7. The aerial and ground exploration fusion modeling method according to claim 6, characterized in that, S6, specifically: According to the unified spatial coordinate index, the elevation data and orthographic data of each spatial unit in the air-ground heterogeneous vertical dataset are matched with the partition correction parameter vector corresponding to the multi-source vertical correction parameter field; Based on the partition correction parameter vector corresponding to each spatial unit, the elevation data and orthographic data in each spatial unit are jointly coordinate corrected to obtain aerial and ground data under a unified vertical datum. Spatial point set fusion is performed on aerial and ground data under a unified vertical reference to establish a fused three-dimensional spatial model.

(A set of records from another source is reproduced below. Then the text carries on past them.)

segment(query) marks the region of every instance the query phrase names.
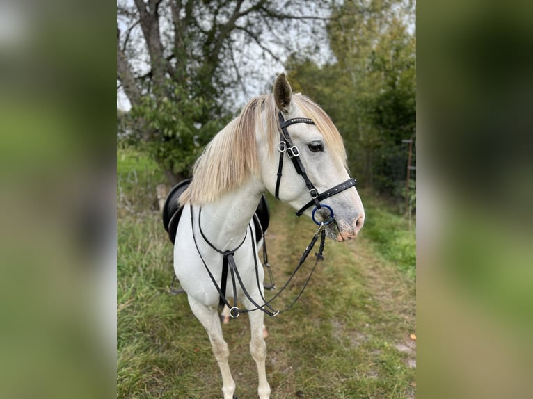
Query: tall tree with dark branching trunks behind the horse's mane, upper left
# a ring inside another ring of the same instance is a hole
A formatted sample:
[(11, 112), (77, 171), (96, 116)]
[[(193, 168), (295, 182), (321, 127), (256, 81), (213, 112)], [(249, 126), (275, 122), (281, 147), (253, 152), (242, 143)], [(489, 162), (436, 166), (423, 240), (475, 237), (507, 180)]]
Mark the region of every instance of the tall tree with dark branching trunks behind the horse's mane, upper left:
[(327, 20), (326, 1), (309, 3), (118, 1), (118, 87), (132, 104), (143, 147), (170, 182), (189, 175), (233, 116), (236, 88), (246, 91), (246, 76), (261, 72), (257, 63), (281, 66), (294, 38)]

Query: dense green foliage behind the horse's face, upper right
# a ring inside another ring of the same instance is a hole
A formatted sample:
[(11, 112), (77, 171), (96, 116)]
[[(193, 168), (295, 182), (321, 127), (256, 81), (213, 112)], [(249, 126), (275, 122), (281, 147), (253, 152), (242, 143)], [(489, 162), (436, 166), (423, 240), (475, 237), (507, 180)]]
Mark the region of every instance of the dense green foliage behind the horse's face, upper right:
[[(328, 24), (336, 62), (287, 61), (294, 88), (319, 101), (341, 131), (360, 186), (398, 204), (408, 155), (401, 140), (414, 138), (416, 123), (416, 41), (406, 26), (411, 14), (401, 1), (344, 1)], [(415, 158), (413, 146), (413, 165)]]

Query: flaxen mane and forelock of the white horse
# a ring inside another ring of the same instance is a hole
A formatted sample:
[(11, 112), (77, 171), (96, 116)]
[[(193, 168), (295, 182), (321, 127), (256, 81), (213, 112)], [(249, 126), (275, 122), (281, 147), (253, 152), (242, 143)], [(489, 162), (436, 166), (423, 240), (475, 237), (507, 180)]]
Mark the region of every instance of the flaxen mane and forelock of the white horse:
[[(292, 101), (305, 117), (311, 118), (324, 136), (326, 147), (333, 156), (342, 159), (346, 168), (346, 152), (342, 137), (330, 117), (320, 106), (303, 95), (293, 95)], [(264, 113), (266, 132), (262, 123)], [(191, 202), (204, 205), (237, 188), (250, 176), (259, 175), (255, 130), (266, 134), (269, 154), (273, 156), (274, 142), (279, 140), (278, 110), (273, 95), (250, 100), (241, 114), (222, 129), (205, 147), (193, 169), (191, 185), (180, 196), (180, 204)]]

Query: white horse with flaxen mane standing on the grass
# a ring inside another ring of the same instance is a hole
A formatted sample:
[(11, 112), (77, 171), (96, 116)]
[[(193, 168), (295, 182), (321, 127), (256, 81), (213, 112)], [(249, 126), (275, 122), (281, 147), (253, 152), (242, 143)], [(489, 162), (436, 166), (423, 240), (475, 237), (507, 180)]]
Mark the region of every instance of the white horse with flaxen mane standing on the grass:
[[(227, 286), (225, 296), (238, 297), (247, 309), (238, 309), (235, 303), (233, 317), (249, 312), (250, 352), (259, 374), (257, 393), (260, 399), (270, 398), (263, 319), (264, 311), (271, 316), (276, 313), (262, 306), (264, 271), (257, 268), (261, 263), (250, 228), (262, 193), (268, 190), (300, 209), (299, 213), (312, 215), (317, 224), (327, 225), (330, 238), (344, 241), (355, 238), (365, 220), (354, 185), (335, 125), (308, 97), (292, 94), (285, 74), (276, 79), (273, 94), (248, 102), (198, 158), (191, 185), (180, 197), (184, 208), (177, 227), (174, 270), (193, 314), (209, 334), (224, 399), (235, 398), (235, 383), (217, 313), (221, 286)], [(222, 281), (224, 260), (230, 263), (231, 275)], [(232, 266), (238, 270), (237, 279)]]

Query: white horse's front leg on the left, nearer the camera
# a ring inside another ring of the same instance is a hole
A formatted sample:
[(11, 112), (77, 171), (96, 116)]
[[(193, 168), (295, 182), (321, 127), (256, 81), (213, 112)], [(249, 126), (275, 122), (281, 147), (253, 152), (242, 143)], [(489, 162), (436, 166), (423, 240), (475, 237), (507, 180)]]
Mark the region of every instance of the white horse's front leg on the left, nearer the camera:
[(228, 344), (224, 341), (222, 336), (221, 320), (218, 317), (217, 308), (206, 307), (190, 295), (189, 304), (191, 305), (193, 314), (198, 320), (200, 320), (200, 323), (202, 323), (209, 335), (213, 355), (218, 363), (218, 367), (221, 369), (224, 399), (234, 399), (235, 382), (233, 381), (230, 364), (228, 363), (230, 350), (228, 350)]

8. An aerial and ground exploration fusion modeling system, used to implement the aerial and ground exploration fusion modeling method according to any one of claims 1-7, characterized in that, include: Data acquisition module: Collects elevation data with reference to the ellipsoid and orthographic height data with reference to the geoid, performs time synchronization and unified spatial regional encoding, and outputs vertical datasets from different sources in the air and ground. The benchmark detection module: Based on the air-ground heterogeneous vertical dataset, it constructs an initial vertical benchmark transformation model, performs model residual fitting and anomaly region detection, and outputs the initial aliasing feature data of the target region; Gravity Analysis Module: Based on the initial aliasing characteristic data, analyze the distribution of gravity anomalies in the target area and their spatial coupling relationship with the vertical reference deviation, and output a gravity anomaly height difference model driven by vertical deviation. Terrain Analysis Module: Based on the initial aliasing feature data, analyze the response law of terrain undulation and elevation difference within the target area, and output a terrain-induced regional elevation disturbance model; Parametric modeling module: Based on the gravity anomaly elevation difference model and the regional elevation disturbance model, it performs regional zoning and differential modeling to construct a multi-source vertical correction parameter field; Fusion Modeling Module: Applies the multi-source vertical correction parameter field to the air-ground heterogeneous vertical dataset, performs joint coordinate correction and 3D geometric fusion, and outputs the fused 3D spatial model.